Segera aku membuka rokok pemberian Abang yang baru pertama kali aku membukanya. Setelah aku membakar rokok sebagai tanda kesepakatan Abang memulai pembicaraan.

“Ilmu itu berbarengan dengan ketenangan a, -
- entah itu membuat tenang pikiran, hati atau perasaan, bentakan temanku si Dani tadi tidak pernah ada orang setenang aa ketika dibentak apalagi dengan kata kasar pula, apalagi Dani ngisi a walau lewat hal-hal yang tidak pernah aku suka. Makanya saya langsung membentak balik, -
- jujur saya takutnya aa yang marah, okelah badan sekecil saya dan aa ketika kembali pada ilmu yang tidak terlihat? Makanya setelah itu saya kagum dengan aa karna yakin juga aa tau di toko beras itu gangguan di siang atau sore dari mahluk seperti itu sangat terasakan?” ucap Abang
menjelaskan, sambil mengisap rokok yang terselip diantara jari nya.

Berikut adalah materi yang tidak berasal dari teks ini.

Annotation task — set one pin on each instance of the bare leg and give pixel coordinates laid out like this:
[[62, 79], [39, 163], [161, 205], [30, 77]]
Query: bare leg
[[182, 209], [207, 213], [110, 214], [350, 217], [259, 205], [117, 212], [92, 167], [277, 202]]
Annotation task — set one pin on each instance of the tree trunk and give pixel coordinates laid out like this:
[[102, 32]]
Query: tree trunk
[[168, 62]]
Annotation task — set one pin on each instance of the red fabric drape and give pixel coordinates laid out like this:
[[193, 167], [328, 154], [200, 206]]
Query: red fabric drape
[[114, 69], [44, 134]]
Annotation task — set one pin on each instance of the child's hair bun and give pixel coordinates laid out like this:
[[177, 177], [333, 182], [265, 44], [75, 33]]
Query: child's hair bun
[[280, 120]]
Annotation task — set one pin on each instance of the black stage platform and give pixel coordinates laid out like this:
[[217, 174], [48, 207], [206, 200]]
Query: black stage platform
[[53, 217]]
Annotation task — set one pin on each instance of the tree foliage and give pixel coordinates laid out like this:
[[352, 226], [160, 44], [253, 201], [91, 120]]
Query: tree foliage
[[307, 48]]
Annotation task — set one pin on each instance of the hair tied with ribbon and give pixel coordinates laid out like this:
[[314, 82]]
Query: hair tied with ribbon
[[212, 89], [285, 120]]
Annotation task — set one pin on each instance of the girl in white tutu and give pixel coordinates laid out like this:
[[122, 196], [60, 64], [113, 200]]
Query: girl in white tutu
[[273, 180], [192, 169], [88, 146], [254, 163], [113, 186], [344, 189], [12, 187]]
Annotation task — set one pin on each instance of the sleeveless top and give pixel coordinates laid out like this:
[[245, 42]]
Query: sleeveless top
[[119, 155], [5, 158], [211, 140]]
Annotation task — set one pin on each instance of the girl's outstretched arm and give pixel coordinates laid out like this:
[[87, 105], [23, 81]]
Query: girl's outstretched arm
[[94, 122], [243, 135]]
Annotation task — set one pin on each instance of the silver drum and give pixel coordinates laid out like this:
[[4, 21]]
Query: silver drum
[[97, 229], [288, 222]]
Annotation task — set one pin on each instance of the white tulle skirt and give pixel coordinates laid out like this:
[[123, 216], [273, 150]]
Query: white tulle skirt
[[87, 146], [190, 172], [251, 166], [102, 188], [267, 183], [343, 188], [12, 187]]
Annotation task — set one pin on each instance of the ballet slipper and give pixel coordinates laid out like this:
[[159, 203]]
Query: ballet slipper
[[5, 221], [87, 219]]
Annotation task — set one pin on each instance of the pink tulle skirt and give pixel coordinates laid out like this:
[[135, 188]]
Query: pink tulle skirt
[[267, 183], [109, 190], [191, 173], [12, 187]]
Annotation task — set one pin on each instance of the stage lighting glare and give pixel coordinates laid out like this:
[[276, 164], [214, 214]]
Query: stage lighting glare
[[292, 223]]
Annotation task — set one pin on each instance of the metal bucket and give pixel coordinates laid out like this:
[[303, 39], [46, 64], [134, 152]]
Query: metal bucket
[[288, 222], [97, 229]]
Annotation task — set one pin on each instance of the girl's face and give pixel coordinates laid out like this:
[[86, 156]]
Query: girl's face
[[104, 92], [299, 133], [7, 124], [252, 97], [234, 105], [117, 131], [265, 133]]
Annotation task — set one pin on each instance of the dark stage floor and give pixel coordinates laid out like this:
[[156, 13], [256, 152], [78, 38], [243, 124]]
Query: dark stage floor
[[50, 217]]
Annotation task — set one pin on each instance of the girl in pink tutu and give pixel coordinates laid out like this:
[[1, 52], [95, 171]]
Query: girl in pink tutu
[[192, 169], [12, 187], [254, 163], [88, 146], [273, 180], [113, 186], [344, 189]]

Aku hanya mengangguk dan tidak menyangka Abang mengetahui hal-hal begitu juga, dan bisa mengetahuiku.

“tapi bang aku tidak bisa apa-apa dan tidak mengerti apa yang Abang bicarakan...” ucapku mengeles menutupi
agar tidak berbicara ke hal-hal itu

“lalu tiga sosok ditanjakan berdarah kata orang-orang sering terjadi kecelakaan dan aa tau juga didalam angkutan umum... sudahlah a kita hampir sama bedanya aku tidak bisa seperti aa dan aa tidak bisa sepertiku...” ucap Abang, perlahan
Aku hanya mengangguk berkali-kali

“a saya boleh tau...” ucapnya, sambil menyebutkan nama Guru dan kemudian bercerita dulu Guru sering ke rumahnya menemui adik dari bapaknya Abang dan sekali Abang pernah mengantarkannya ke rumah ini, dan yang membuat aku terkejut
Abang juga mengetahui nama kakekku yang dulunya sama pernah berkunjung ke rumahnya Abang ke almarhum bapaknya Abang

“lah bang...” ucapku langsung mendekat duduk disebelahnya
Abang, hanya berkali-kali mengusapkan tanganya di kepalaku dan aku hanya tertuduk saja
“Ahmad, nama asli saya itu, main ke rumah belajar disana kalau kamu ingin belajar, saya tau banyak hal yang ingin kamu pelajari...” ucap Abang perlahan

“sebelumnya kemarin Guru bicara nama itu, maaf sekali aku tidak tau, dan kenapa secepat ini Bang... aku pikir akan lama -
- berjumpa dengan Abang dan kaget dengan posisi Abang di pasar” ucapku penuh pertanyaan

Abang menjelaskan kemarin sebelum Guru kesini, Abang berjumpa denganya di pasar karna Abang tau itu Guru langsung bersalaman dan memberi tau namaku dan suruh menemuinya kesini,
makanya setelah Abang yakin langsung tidak sabar karna semua tanda-tanda yang Guru ceritakan sama percis dengan apa yang Abang lihat dan rasakan.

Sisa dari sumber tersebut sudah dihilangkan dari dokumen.